Anyone under the age of 10 and it can be pretty hair raising experience just with their short legs that make them almost sit on the edge of the seat with these seemingly oversized plank(s) hanging down and trying to pull them off.


----------



## SBForum Editor (Nov 2, 2015)

Oldman said:


> Very happy to see that it all ended just fine, but I have to wonder why they could not pull the child back up into the chair?


That's exactly what I was thinking... there were enough arms holding him at the time.


----------



## Psi-Man (Aug 31, 2009)

That's a steep chair lift too, lucky they got it stopped before it really starting climbing.


----------



## chomps1211 (Mar 30, 2011)

Right up until they let go,.. It looks like the kids only about toddler sized. And I was thinking same as everyone else! Why dont they yank that 30-40-50 lb grom back up! (...watched a small version on my phone so I could be missing some detail!). 

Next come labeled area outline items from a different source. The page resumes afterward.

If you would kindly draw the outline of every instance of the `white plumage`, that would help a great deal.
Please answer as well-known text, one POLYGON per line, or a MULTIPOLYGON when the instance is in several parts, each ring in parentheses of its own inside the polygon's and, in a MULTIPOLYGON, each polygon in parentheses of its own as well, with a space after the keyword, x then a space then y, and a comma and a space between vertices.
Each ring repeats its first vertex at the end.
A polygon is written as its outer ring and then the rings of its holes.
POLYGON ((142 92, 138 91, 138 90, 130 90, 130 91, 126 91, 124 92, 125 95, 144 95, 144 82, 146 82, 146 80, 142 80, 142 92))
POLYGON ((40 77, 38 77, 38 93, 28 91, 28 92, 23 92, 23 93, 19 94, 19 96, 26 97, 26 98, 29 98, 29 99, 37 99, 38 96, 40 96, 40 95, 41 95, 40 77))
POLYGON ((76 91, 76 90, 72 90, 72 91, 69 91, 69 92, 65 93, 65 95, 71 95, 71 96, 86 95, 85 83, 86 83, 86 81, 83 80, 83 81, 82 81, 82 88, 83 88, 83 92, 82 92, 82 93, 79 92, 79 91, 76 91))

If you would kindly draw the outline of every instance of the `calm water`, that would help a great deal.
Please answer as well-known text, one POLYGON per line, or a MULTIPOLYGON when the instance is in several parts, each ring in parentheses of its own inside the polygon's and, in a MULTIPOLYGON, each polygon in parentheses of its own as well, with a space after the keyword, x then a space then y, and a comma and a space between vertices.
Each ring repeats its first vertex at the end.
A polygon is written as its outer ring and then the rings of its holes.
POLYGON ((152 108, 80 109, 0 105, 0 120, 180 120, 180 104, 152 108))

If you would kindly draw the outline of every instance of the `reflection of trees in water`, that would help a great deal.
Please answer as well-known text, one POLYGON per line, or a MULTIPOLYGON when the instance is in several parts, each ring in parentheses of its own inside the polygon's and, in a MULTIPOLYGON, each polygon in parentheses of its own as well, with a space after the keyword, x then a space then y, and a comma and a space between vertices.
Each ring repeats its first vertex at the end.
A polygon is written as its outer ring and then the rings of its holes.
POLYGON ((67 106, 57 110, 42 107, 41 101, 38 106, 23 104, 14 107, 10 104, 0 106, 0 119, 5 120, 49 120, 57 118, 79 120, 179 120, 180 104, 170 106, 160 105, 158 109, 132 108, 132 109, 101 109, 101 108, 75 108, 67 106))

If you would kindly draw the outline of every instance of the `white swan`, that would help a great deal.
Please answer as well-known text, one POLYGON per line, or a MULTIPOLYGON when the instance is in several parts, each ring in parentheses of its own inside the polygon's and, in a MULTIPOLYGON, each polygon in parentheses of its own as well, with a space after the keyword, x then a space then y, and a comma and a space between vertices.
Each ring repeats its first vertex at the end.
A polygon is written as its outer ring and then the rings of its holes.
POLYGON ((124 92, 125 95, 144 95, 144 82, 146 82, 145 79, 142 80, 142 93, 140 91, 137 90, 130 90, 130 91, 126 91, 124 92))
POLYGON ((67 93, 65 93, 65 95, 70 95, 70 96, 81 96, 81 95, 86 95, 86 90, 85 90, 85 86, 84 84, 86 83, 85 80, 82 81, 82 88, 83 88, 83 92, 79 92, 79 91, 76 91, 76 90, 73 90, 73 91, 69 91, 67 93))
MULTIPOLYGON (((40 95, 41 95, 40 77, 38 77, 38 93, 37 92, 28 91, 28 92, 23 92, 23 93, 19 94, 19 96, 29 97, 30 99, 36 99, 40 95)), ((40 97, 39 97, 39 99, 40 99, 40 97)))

But when the kid dropped,.. He looks bigger! (...older?). Like maybe 10-12 years old? :dunno: If so, Kid was proly just too heavy. That or parents too panicked. 

Btw,... Where the fuck r his skis/board? How did they get those off with the kid dangling like that? :blink:


----------



## mojo maestro (Jan 6, 2009)

It's common knowledge.......that most Canadians have no upper body strength. Slappin' a puck........milkin' a maple tree......doesn't take much.


----------



## Manicmouse (Apr 7, 2014)

chomps1211 said:


> Btw,... Where the fuck r his skis/board? How did they get those off with the kid dangling like that? :blink:


Can't you jab ski bindings at the back with your ski poles to take them off? Not sure how possible that would be while hanging from a lift...


----------



## Motogp990 (Mar 10, 2013)

mojo maestro said:


> It's common knowledge.......that most Canadians have no upper body strength. Slappin' a puck........milkin' a maple tree......doesn't take much.


Haha, this very true. Canadians are good at finesse activities, which may explain why the kid didn't have his board/skis attached.

The parents were agile enough to release the board/skis but didn't have the strength to pull the kid up.


----------